The broiler works double time for these knife-and-fork sandwiches, caramelizing the veggies, then melting the Gouda.They make a great lunch or light dinner but also works really well as an appetizer. Just chop the toppings into smaller pieces, and serve on baguette slices or small pita quarters.

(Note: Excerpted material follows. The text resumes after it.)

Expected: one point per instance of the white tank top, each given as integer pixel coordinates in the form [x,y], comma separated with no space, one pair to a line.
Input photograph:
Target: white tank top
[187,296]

Serves: 4   Total Time: 30 mins

Ingredients

  • 1 small Head of Broccoli, cut into small florets
  • 1 Tbsp Olive Oil
  • Coarse Salt and Ground Pepper
  • 4 Portobello Mushrooms (stems removed) sliced 1/2 inch thick
  • 2 Red Bell Peppers (ribs and seeds removed) sliced 1/2 inch thick
  • 1/4 cup Light Mayonnaise
  • 1 small Garlic Clove, crushed through a press
  • 4 Thick Slices of Country Bread
  • 4 ounces Gouda Cheese, thinly sliced

Instructions

  1. Heat broiler, with rack set 4 inches from heat. On a rimmed baking sheet lined with aluminum foil, toss broccoli with oil; season with salt and pepper. Broil, tossing once or twice, until broccoli begins to char, 4 to 6 minutes.
  2. Add mushrooms and bell peppers to sheet; season with salt and pepper, and toss to combine. Broil, tossing once or twice, until vegetables are tender, 8 to 10 minutes more; set aside.
  3. Meanwhile, in a small bowl, combine mayonnaise and garlic; season with salt and pepper. Place bread on a work surface. Dividing evenly, spread with mayonnaise mixture, and top with vegetables, then cheese. Place on baking sheet, and broil until cheese is melted and lightly browned, 2 to 4 minutes.